RLC filter terminology: which property of an electrical circuit best describes its ability to respond strongly to selected (desired) frequencies while rejecting or greatly attenuating all other frequencies?

Difficulty: Easy

Correct Answer: Selectivity

Explanation:


Introduction / Context:
In RLC circuits and filters, engineers often need a concise term for how well a network responds to certain frequencies and rejects others. This capability is crucial in radio receivers, instrumentation, and audio crossovers. The question asks for the correct property name that captures this frequency discrimination ability.


Given Data / Assumptions:

  • Circuit context: linear time-invariant RLC or active filter networks.
  • Desired behavior: pass (or amplify) a target band and suppress out-of-band content.
  • No specific numeric values are required; this is a definition/terminology check.


Concept / Approach:
“Selectivity” describes how selectively a circuit accepts desired frequencies while rejecting undesired ones. It is a qualitative attribute, often quantified by shape factor, out-of-band attenuation, and skirt steepness around the passband or notch. While bandwidth and quality factor are related metrics (e.g., Q = f0 / BW for narrowband resonators), they do not by themselves state the overall ability to reject out-of-band signals; sensitivity refers to signal magnitude response, not frequency discrimination.


Step-by-Step Solution:

1) Identify the capability being described: strong response at desired frequencies, weak response elsewhere. 2) Map terms: “selectivity” is the accepted descriptor of frequency discrimination in filters and tuned circuits. 3) Recognize supporting metrics: bandwidth and quality factor relate to the sharpness near resonance but are not the general descriptor. 4) Conclude that “Selectivity” is the correct term.


Verification / Alternative check:
Receiver specifications list “selectivity” as the measure of adjacent-channel rejection, often using dB attenuation at offsets from the center frequency. This aligns precisely with the verbal definition in the stem.

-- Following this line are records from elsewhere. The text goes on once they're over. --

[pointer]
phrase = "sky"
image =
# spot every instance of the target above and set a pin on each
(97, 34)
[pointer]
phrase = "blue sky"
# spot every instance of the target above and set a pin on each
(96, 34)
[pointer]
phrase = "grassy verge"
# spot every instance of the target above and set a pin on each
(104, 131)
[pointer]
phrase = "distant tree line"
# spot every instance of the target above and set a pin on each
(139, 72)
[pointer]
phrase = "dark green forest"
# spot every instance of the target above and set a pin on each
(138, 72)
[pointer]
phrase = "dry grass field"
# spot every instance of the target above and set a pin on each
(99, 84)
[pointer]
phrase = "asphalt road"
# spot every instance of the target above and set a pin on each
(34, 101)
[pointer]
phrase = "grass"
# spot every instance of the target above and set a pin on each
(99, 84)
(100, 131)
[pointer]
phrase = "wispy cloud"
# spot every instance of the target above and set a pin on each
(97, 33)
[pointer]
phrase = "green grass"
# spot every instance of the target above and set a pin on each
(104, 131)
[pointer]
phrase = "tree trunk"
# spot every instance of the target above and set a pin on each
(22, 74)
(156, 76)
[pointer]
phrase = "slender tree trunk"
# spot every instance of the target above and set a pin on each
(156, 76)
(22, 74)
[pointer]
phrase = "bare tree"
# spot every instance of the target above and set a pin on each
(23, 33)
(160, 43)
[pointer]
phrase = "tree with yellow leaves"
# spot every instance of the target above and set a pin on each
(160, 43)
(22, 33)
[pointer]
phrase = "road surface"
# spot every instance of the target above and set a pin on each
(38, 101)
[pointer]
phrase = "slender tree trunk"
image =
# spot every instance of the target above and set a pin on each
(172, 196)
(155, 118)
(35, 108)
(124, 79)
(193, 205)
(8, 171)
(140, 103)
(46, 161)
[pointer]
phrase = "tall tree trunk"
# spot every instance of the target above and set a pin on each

Why Other Options Are Wrong:

  • Bandwidth: measures the width of the passband but not overall rejection behavior.
  • Sensitivity: indicates required input level for a given output; not frequency discrimination.
  • Quality factor: relates to resonance sharpness; a high Q suggests narrow bandwidth but is not the general property name.
  • Dynamic range: span between minimum detectable and maximum allowable signal; not about frequency selectivity.


Common Pitfalls:
Equating narrow bandwidth or high Q with complete selectivity; ignoring skirt steepness and stopband attenuation which are also part of real-world selectivity performance.